Lo vemos claro, seguramente. Pero, ¿no será eso lo que
estamos haciendo cuando guardamos nuestra fe solo para nosotros y no somos
capaces trasmitirla y hacer partícipes a otros de riqueza y de la luz de la fe?
Aquí tendríamos que decir que igual que una luz que encerramos mucho, la
ocultamos y la cubrimos no nos sirve para nada y al final tenemos el peligro de
que la ahoguemos y se apague, así nos puede suceder con la luz de nuestra fe.
Una fe que no se trasmite es una fe que se ahoga y tiene el peligro hasta de
perderse, porque le estamos mermando o quitando su hondo sentido.
De eso nos ha hablado hoy Jesús en el Evangelio. ‘Nadie enciende un candil y lo tapa con una
vasija o lo mete debajo de la cama; lo pone en el candelero para que los que
entren tengan luz’. La luz es para iluminar, para que nos ayude a caminar o
a encontrar el rumbo del camino, para que nos haga ver las cosas y no
tropecemos en los obstáculos, para que podamos admirar la belleza de los
colores o sepamos orientarnos en lo desconocido. No ocultamos la luz; la
ponemos en el lugar oportuno, bien alto para que pueda iluminar a todos.
Es lo que tenemos que hacer con nuestra fe. No nos
podemos contentar con que nos ilumine a nosotros sino que tenemos que procurar
que ilumine también la vida de los demás. Cuando aun no hemos llegado a
descubrir que no nos la podemos guardar para nosotros sin compartirla con los
demás, sin comunicarla a los otros, significa que algo aun le falta a nuestra
fe para que sea verdadera, que aun tenemos que madurarla mucho más.

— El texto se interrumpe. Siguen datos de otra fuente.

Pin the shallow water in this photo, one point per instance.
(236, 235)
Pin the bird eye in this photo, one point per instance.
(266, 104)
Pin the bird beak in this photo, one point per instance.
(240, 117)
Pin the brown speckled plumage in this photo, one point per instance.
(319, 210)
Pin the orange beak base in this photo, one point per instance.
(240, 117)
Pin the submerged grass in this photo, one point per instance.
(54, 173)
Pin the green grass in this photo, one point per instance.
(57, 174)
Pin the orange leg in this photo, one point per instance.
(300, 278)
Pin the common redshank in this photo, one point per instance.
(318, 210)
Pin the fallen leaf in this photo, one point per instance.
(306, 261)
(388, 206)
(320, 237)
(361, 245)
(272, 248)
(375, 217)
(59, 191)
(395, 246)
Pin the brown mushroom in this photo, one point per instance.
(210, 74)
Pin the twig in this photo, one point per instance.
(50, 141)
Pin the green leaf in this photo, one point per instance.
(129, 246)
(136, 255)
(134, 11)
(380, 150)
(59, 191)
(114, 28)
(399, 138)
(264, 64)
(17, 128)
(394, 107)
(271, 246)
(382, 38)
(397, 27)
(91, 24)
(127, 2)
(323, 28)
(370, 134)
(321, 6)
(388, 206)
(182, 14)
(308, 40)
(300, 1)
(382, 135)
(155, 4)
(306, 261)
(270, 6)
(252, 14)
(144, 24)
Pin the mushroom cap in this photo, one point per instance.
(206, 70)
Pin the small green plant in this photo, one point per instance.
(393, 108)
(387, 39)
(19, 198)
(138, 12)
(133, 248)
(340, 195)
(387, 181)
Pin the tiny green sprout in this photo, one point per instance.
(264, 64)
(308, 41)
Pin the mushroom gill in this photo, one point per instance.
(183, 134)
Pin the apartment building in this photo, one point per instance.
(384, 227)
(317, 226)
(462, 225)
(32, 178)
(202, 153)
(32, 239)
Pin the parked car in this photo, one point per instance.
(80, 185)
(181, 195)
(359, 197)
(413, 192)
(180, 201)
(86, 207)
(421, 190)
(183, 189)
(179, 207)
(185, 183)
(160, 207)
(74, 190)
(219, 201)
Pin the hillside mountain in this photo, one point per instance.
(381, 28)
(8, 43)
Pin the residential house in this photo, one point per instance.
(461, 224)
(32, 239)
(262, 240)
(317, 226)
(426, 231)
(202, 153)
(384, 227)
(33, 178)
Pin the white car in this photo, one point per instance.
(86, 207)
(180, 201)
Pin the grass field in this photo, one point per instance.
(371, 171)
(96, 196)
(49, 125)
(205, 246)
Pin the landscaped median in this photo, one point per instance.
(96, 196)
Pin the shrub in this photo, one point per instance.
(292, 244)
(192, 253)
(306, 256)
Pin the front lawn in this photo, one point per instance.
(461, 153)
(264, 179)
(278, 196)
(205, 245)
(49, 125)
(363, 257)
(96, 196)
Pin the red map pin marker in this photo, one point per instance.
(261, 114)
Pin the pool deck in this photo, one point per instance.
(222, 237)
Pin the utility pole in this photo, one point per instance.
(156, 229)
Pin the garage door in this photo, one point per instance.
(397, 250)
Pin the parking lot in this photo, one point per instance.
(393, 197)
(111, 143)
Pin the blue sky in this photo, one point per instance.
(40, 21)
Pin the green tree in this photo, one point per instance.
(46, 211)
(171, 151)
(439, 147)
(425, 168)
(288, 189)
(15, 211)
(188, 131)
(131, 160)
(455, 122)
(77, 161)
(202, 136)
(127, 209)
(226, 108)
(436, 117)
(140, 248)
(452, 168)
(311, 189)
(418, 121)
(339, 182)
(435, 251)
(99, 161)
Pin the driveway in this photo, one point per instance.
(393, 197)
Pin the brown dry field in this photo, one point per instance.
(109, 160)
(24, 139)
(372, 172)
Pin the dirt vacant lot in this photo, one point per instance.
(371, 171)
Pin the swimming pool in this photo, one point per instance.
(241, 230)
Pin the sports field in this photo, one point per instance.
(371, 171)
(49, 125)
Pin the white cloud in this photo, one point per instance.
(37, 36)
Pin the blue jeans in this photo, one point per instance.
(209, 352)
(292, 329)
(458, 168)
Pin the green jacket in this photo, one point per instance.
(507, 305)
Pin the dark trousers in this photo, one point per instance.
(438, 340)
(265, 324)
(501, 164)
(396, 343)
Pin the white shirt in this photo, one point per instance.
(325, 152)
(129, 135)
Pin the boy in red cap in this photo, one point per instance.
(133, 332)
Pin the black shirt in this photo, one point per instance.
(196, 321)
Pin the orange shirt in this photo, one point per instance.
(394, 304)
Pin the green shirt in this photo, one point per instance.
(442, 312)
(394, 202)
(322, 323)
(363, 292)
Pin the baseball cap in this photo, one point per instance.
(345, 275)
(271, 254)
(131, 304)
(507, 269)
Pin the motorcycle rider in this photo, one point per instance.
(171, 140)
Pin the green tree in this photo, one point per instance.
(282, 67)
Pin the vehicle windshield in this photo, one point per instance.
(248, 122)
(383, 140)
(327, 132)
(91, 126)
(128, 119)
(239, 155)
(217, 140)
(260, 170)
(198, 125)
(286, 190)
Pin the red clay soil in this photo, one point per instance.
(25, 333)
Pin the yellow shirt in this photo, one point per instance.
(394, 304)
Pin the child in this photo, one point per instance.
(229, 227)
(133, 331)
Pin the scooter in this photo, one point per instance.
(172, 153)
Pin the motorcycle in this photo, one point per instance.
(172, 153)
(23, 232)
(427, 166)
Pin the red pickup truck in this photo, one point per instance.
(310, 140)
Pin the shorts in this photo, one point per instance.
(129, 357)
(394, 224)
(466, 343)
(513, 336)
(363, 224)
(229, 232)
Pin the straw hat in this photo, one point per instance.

Y ya sabemos que cuando no la maduramos lo
suficientemente bien tenemos el peligro que se nos dañe, se nos eche a perder o
incluso lleguemos a perderla. Experiencias conocemos de personas que nos
parecían quizá de mucha fe o muy religiosas, pero un día vimos que se fueron
enfriando, fueron dejando atrás cosas importantes en la vivencia de esa fe y
hasta llegaron a vivir como si no la tuvieran; es señal de que esa fe no se
había madurado lo suficiente, se había podido quedar solo en apariencias, o la
habíamos vivido de una forma egoísta.
Por eso tanto se nos habla del compromiso misionero de
nuestra fe; por eso cuando reflexionábamos hace unos días sobre la parábola del
sembrador no solo pensábamos en como nosotros ser buena tierra que acogiera esa
semilla, sino decíamos que también era una llamada para que ayudáramos a los
demás a ser buena tierra que acogiera esa Palabra y se dejaran iluminar también
por ella.
Es el compromiso de ser luz para los demás. Es el
mandato que le escuchamos en otro momento del Evangelio a Jesús que nos dice
que tenemos que ser luz del mundo, reflejando siempre esa luz de Cristo.
La linterna no la podemos querer para nosotros solos y
solo ilumine nuestros pasos, sino que la luz tenemos que hacer que llegue a los
demás y aproveche a todos. Es el envío misionero que Jesús nos hace. Es lo que
nos recuerda hoy el evangelio cuando nos dice que la que se enciende en el candil
hay que ponerla, no debajo de la cama, sino en el candelero bien alto para que
ilumine a todos. La luz de la fe que solo nos guardamos para nosotros mismos se
nos echará a perder, ni iluminará a los demás ni servirá para nosotros.